Making Community · Keynote
Thursday, 09:00, 1 hour | Ballrooms ABCD
Over the last several years, businesses have seen an explosion in the volume, variety, and velocity of the data they must deal with every day. This has been both a blessing and a curse - at the same time as the explosion in data has enabled new types of highly intelligent applications and insights, developers have found that the previous generation of data management tools and frameworks struggle to keep up with terabytes or petabytes of often ill-structured data.
In this talk, Todd will introduce Apache Hadoop, an open source framework for storing and analyzing large quantities of diverse data. He will first discuss the motivation for the system, and then dive into details about the main components of the stack, their overall architecture, and the programming paradigms used to express scalable and flexible computation on large datasets. Along the way, he will also highlight some interesting applications of the technology. Lastly, Todd will share some experiences and lessons the Hadoop team has learned from working on large scale systems software written primarily in Java.

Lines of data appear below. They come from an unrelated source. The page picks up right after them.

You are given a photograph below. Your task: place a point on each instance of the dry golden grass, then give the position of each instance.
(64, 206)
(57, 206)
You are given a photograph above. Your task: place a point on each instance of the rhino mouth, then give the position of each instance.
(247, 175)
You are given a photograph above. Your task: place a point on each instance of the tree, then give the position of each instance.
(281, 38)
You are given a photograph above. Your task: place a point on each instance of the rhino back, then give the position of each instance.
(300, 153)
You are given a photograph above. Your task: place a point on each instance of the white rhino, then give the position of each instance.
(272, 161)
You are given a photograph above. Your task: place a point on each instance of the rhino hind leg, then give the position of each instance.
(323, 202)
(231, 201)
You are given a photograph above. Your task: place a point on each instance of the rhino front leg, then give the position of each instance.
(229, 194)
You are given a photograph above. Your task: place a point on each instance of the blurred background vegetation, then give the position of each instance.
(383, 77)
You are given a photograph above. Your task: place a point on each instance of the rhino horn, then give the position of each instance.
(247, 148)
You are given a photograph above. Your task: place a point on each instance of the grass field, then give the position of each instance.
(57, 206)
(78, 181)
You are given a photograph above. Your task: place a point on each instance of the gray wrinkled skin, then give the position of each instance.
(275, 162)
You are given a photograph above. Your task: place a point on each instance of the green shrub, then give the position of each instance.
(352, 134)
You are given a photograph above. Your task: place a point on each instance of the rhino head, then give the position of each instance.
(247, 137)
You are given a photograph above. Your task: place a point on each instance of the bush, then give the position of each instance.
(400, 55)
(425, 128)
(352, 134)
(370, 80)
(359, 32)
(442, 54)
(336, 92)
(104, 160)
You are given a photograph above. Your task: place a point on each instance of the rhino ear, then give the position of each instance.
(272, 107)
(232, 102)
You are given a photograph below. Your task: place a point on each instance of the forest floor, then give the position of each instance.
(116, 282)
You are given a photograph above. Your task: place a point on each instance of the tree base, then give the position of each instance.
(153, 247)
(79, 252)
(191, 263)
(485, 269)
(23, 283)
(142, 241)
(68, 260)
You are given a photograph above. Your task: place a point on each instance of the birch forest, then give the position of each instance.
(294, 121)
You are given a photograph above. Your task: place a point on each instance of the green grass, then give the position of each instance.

Todd is an engineer at Cloudera, where he works primarily on open source distributed systems in the Apache Hadoop ecosystem. He is a committer on the Hadoop Distributed File System (HDFS) and Hadoop MapReduce projects, and a member of the Apache HBase and Apache Thrift Project Management Committees. He has also contributed to JCarder, a dynamic analysis tool for detecting deadlock-prone lock cycles in complex Java applications.
Prior to Cloudera, Todd worked on backend infrastructure for several web sites including Amie Street, Songza, and MyArtPlot, which he co-founded in 2006. Todd has been coding Java since 2001 but also has shipped production code in Python, Perl, PHP, Erlang, and C++. Todd received his bachelor's degree with honors from Brown University.